New Publication: Simone Vaccari Publishes Paper on Bias in LiDAR-Based Canopy Gap Fraction Estimates

Simone Vaccari of LTS has published a paper on bias in lidar-based canopy gap fraction estimates in Remote Sensing Letters.

Simone’s work using lidar in the context of forest biomass measurement is highly relevant to LTS’ REDD+ services.

The paper can be downloaded/purchased using the link below.

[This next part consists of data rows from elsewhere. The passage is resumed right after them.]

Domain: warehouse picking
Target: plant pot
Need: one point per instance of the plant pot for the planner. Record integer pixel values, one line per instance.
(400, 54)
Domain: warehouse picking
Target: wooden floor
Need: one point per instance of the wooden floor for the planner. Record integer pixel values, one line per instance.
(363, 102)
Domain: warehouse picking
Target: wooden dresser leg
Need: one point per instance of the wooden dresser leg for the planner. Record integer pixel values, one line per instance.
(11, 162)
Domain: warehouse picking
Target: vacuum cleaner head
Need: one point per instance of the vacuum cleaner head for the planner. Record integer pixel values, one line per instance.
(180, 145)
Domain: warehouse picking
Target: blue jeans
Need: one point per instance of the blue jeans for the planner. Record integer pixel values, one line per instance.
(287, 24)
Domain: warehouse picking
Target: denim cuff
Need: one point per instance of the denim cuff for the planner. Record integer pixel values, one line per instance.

Vaccari, S., van Leeuwen, M., Calders, K., Coops, N. C., and Herold, M., 2013. Bias in lidar-based canopy gap fraction estimates, Remote Sensing Letters 4(4), pp. 391-399

Abstract: Leaf area index and canopy gap fraction (GF) provide important information to forest managers regarding the ecological functioning and productivity of forest resources. Traditional measurements such as those obtained from hemispherical photography (HP) measure solar irradiation, penetrating the forest canopy, but do not provide information regarding the three-dimensional canopy structure. Terrestrial laser scanning (TLS) is an active sensor technology able to describe structural forest attributes by measuring interceptions of emitted laser pulses with the canopy and is able to record the spatial distribution of the foliage in three dimensions. However, due to the beam area of the laser, interceptions are detected more frequently than using conventional HP, and GF is typically underestimated. This study investigates the effects of laser beam area on the retrieval of GF by using morphological image processing to describe estimation bias as a function of canopy perimeters. The results show that, using canopy perimeter, improvements in correlation between HP and TLS can be achieved with an increase in the coefficient of determination R 2 up to 28% (from an original R 2 of 0.66 to an adjusted R 2 of 0.85).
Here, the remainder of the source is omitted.